By Jason Simpkins
Managing Editor
Money Morning
Russia today (Tuesday) will begin selling enriched uranium directly to U.S. utilities, a development that will give the fuel supplier an expanded role in the U.S. energy sector for decades to come.
Techsnabexport, a state-owned nuclear energy company, has agreed to sell an undisclosed quantity of enriched uranium to a consortium of American companies for more than $1 billion, Reuters reported. The U.S. companies involved include PG&E Corp. (NYSE: PCG) and Ameren Corp. (NYSE: AEE).
The deal will give utilities a chance to deal directly with enriched uranium suppliers and creates a better opportunity for Russian energy companies to come into the U.S. market.
However, it also undermines the United States’ ability to dissuade other countries from pursuing their own uranium enrichment programs.
North Korea, which carried out a nuclear test over the weekend, and Iran, which is currently facing United Nations sanctions for pursuing its own enrichment program, are two countries that could potentially use Russia’s commercial uranium sales to justify their atomic ambitions.

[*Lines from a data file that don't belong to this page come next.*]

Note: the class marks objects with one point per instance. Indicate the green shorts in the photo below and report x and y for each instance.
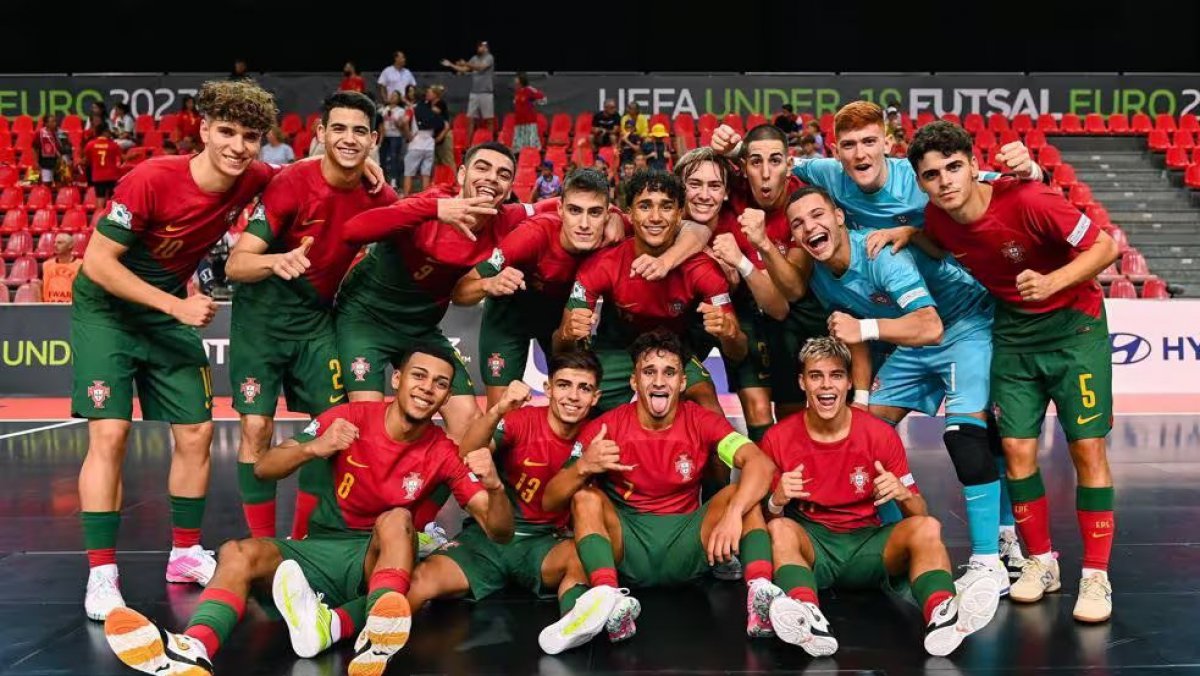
(853, 560)
(333, 566)
(366, 347)
(490, 566)
(661, 550)
(618, 368)
(504, 334)
(168, 364)
(1078, 378)
(307, 370)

Nuclear reactors run on uranium that has a composition of 3% and 5% uranium 235. However, uranium houses just 0.7% of uranium 235 in nature, which means it needs to be enriched. Atomic weapons and nuclear submarines require a uranium 235 density of more than 90%.
Thanks to its Cold War buildup, Russia leads the world with about 40% of global uranium enrichment capacity and has long supplied atomic fuel to countries in Europe and Asia.
Russia is also the leading supplier of enriched uranium to the United States, but those dealings were previously funneled through the United States Enrichment Corporation (USEC) as part of a program to eliminate nuclear weapons.
The USEC was originally part of the U.S. department of energy, but has since been sold to a private company. Though even after the company was sold, the government allowed the USEC to maintain its monopoly on the sale of diluted weapons-grade uranium from Russia. And Russian authorities complained that the USEC was underpaying.
Sales of diluted weapons grade uranium will still go through USEC, but Techsnabexport and other Russian companies now have the opportunity to sell separate, commercially conscripted uranium directly to U.S. utilities.
That gives Russia, which provides half of all the uranium used in U.S.